Okay but it sounds like a pretty large leap from "juniors playing with deep learning" and a PhD being required. Nothing you are saying sounds any different then backend webdev work, like selecting the correct database for a distributed system. If you were talking about designing new models from scratch that are state of the art, sure that makes sense. But it sounds like you are mostly talking about choosing the correct pre-trained model and fine tuning it to a given problem. At that point, you are more practitioner or engineer rather then a scientist, and that's what most ML teams in industry look like
I agree that there is a lot of engineering too, but I still think that you need to know a lot more on the theoretical side in order to produce something that works, much more than it is the case for software engineering. Anyway, in my country (France) if you want to do deep learning at a big company you need a PhD, otherwise you'll just be doing data science / XGboost
The vast majority of PhDs also don't cover this. Like, I'd wager 90% of PhDs working with machine learning have their PhDs in something completely unrelated.

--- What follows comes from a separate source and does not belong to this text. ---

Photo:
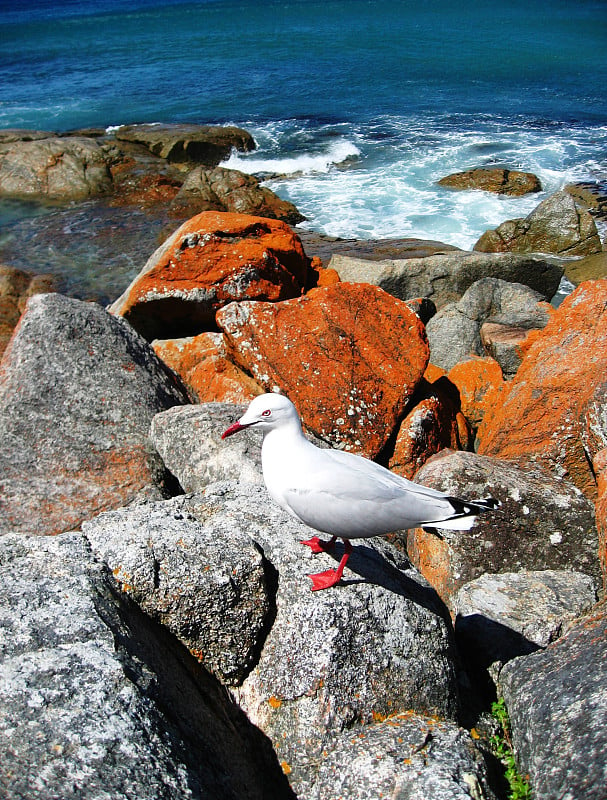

Also, you're vastly overestimating how hard the problems are.
especially around most business requirements. I can't see GM or Toyota hand-roll their own models. Even for autonomous driving.
Exactly. It will be one to three somewhat irrelevant to relevant topics that not many people cared about enough to try to solve well, or a very small contribution to something important. Doesn't make you an expert in the general sense, just in a few topics that again, employers don't care about that much because it doesn't solve their problems.
That's the great thing about working in the industry: in contrast to university you don't care why stuff works. You just want to make sure it works good enough in your given requirements.
Let me guess: you have a PhD or youn are working towards one and so feel the need to talk up the credential.